MENTAL HEALTH AND WELL-BEING OF OUR STUDENTS
Public focus on the issue of mental health and well-being of students has been on the rise. Many educators are concerned about the growing problem of anxiety, depression, and students struggling with suicidal thoughts. In one recent mental health survey, almost four in five teachers (78 percent) have seen their students struggling with mental health problems or issues in the past year. We already know that many students from elementary to high school levels experience stress at school. The question we should all be asking is “Why?” Knowing what is causing our students’ stress at school is the first step toward helping them overcome it. If we can figure out how to help our students better manage stressors, this will allow them to perform at their fullest potential in a healthier manner.
In an effort to gather input from our school community for our Local Control Accountability Plan, we surveyed students, staff, parents, and community members, utilizing our new “Thoughtexchange” engagement platform. We were interested to find out what our stakeholders considered to be the priorities and desired focus of our work as we continue to support all students. Of the 10,000 survey participants, over 1,200 of the respondents were PUSD high school students. As staff and I reviewed some of the top comments shared by our students, we discovered that indeed, our students are experiencing stress and the mental health and well-being of our students is of increasing concern.
Some of the comments shared by our students include:
“Students need more sleep. Many people are staying up past 12 o’clock working on homework or studying for tests and they need at least 8 hours.”
“Focus more on students’ mental health. Many students are struggling with stress and sleep deprivation and just telling students to ‘remember to get sleep’ doesn’t work.”
“Make sure that students aren’t overloaded. Students have other activities [other] than school to focus on.”
“Help reduce stress in students. Stress is harming students mentally, and for some, even physically. Reducing stress would improve everyone’s health.”
The survey responses from our own students show that in a high-achieving school district like ours, where success is the norm and expectation, students are feeling pretty overwhelmed by the pressures of homework, tests, getting top grades, balancing extracurricular activities and studying, getting into college, and managing their social lives both in person and online.
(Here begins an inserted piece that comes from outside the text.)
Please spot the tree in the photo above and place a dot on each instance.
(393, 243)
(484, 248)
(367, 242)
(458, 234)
Not to mention our students who might experience a significant life change or crisis in their home lives, such as a major move or new environment, death in the family, or divorce, which causes even higher spikes in stress levels.
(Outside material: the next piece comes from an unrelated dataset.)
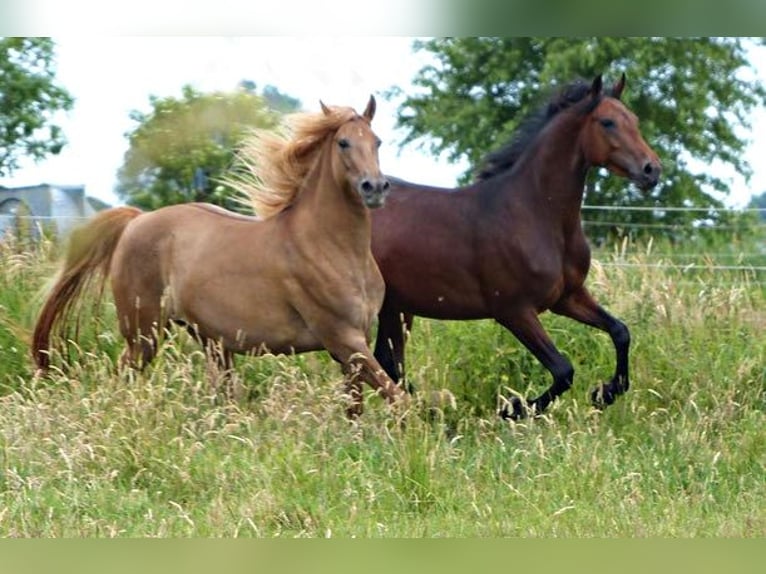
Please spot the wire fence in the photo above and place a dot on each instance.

Katie Wu, Westview English teacher and San Diego County Teacher of the Year, recently gave a keynote address at our District Recognition Dinner. She grew up as an English learner, in a poverty-stricken, first-generation immigrant family. Yet, she recalled, how none of her teachers or administrators knew about all of the stressful situations she was experiencing at home, including not having enough food to eat or clothes to wear. Now, in her role as PUSD’s Youth in Transition coordinator, she meets with families in our district living in hotels, renting a room from another family, or living in their car. Yes, PUSD serves over 160 homeless students, and you can bet being homeless affects a student’s ability to learn!
As educators, when is the last time we considered whether our students are getting enough sleep, whether they might be hungry, whether they have a strong support system, whether they need additional mental health resources, or whether something might be going on at home that is affecting their performance at school? As parents, when is the last time we asked our child – not about their test score or grade in a class – but about how they’re actually doing and what might be stressing them out in their lives?
We should be helping young people develop self-awareness and coping skills as well as organization, prioritization, and time management skills, which are all essential skills for their adult lives. We need to care about the whole child. Our goal should not be solely focused on creating students who can succeed academically, only to struggle mentally or emotionally as adults. I am encouraged to see the increasing work in our district and schools with addressing student stress, including through counselors and school-sanctioned stress relief events during finals and A.P. tests. And at the district level, a committee is currently tackling the topic of meaningful homework, not just busywork.
We still have a lot of work to do in addressing student wellness, but we will continue to seek resources and ways to address this growing concern with our students. But in the meantime, let’s all recognize that student stress is a very real and multi-faceted problem, and we must work together to help reduce it.